No matter what your answer might be, you have lots and lots of options.
Texas offers dozens of colleges and universities, from small to large, public to private, two year to four year. A good place to start is with some basic questions.
1) Are you going to college because:
- Your friends are going?
- Your parents expect you to?
- You think college can help you find a path to your future?
- You want to learn technical skills for getting a job?
- You want to become a teacher, computer specialist, lawyer, doctor or other professional?
- You want to make money and be more successful?
2) What are you looking for in a college?
- A two-year community or technical college?
- A four-year college?
- A university?
3) What else do you need to consider?
- Were your grades in high school lower than those required by a university?
- Do you need developmental courses?
- Do you need to work full-time and attend classes at night?
- Do you need a certificate, an associate's degree, a bachelor's degree or higher to achieve your goals in life?
- Is prestige important to you?
- What do you want most out of college?
4) Okay, one last question. Do you want:
- Small classes?
- Large classes?
- Specific degree programs or courses?
- Low tuition and fees?
- Scholarships or merit aid?
- The ability to transfer credit?
Answering these questions will help shape your choice of a college or university.
Check out Admissions Info to get started looking at the college and university admissions policies and standards. There's information on Automatic Admissions(Top10% Rule), Academic Fresh Start, Residency, and a whole lot more...
One thing to keep in mind: You’ll see a large range in tuition and fees among Texas colleges. On average, tuition and fees for a 15-hour semester range from $820 at a public community college to $8,689 at an independent or private college or university.
But you should never, ever let the cost keep you from applying. You and your family usually won't have to pay the full amount out-of-pocket. Many schools offer tuition discounts or scholarships and grants to offset the price.
If you apply, there’s money available to help pay for college.
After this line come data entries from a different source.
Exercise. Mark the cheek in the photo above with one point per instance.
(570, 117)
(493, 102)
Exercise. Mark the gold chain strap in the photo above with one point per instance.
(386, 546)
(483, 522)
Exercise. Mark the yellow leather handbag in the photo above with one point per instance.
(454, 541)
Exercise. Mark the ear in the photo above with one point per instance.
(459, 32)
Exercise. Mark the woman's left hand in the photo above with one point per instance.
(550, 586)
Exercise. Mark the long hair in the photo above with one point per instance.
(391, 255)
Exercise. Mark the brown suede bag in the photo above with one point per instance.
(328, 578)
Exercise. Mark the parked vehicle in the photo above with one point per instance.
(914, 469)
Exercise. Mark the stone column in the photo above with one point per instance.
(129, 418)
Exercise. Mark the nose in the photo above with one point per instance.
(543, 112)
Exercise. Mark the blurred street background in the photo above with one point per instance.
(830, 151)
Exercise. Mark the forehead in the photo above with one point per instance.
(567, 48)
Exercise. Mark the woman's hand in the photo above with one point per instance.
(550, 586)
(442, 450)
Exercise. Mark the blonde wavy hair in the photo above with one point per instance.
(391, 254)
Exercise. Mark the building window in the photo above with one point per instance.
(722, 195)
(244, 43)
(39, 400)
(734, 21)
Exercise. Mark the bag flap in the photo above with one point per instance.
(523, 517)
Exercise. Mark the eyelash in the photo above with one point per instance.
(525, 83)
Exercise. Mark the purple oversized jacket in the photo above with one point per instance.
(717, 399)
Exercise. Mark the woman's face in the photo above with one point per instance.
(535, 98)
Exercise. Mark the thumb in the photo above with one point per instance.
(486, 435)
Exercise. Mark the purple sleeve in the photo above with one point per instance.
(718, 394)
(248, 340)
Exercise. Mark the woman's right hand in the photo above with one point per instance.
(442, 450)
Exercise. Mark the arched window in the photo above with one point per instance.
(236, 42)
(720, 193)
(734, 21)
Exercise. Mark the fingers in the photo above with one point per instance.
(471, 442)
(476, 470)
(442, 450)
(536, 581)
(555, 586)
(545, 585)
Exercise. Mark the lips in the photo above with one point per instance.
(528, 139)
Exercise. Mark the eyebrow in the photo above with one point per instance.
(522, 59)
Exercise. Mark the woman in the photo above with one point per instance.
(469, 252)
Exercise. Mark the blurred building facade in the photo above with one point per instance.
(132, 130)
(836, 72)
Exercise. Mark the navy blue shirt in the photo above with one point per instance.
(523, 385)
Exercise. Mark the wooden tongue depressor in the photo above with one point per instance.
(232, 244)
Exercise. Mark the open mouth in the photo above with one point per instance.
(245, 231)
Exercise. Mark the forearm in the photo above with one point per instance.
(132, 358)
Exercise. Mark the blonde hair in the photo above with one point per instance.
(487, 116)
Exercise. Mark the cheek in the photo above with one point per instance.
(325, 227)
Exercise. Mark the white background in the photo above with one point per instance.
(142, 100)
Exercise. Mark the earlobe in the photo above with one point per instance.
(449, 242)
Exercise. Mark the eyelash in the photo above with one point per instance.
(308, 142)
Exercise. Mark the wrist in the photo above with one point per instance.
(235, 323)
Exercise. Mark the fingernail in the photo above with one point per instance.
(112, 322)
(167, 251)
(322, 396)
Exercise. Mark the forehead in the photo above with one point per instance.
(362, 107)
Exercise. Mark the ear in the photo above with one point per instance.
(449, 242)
Schools offer aid, there are many scholarships available, and state or federal financial aid programs can help you cover college costs. (A quick reminder: Applying for financial aid and applying for admission to a Texas college are two separate processes.)
Before you make a final decision on a college, wait until you've applied for and received both a letter of acceptance and an offer of financial aid, including local scholarships and grants.
When you have all the information in front of you, you can compare the actual out-of-pocket cost of each school. All it takes is a little time and maybe a few application fees to check out all your options. And most colleges will drop the application fees for students who can't afford them.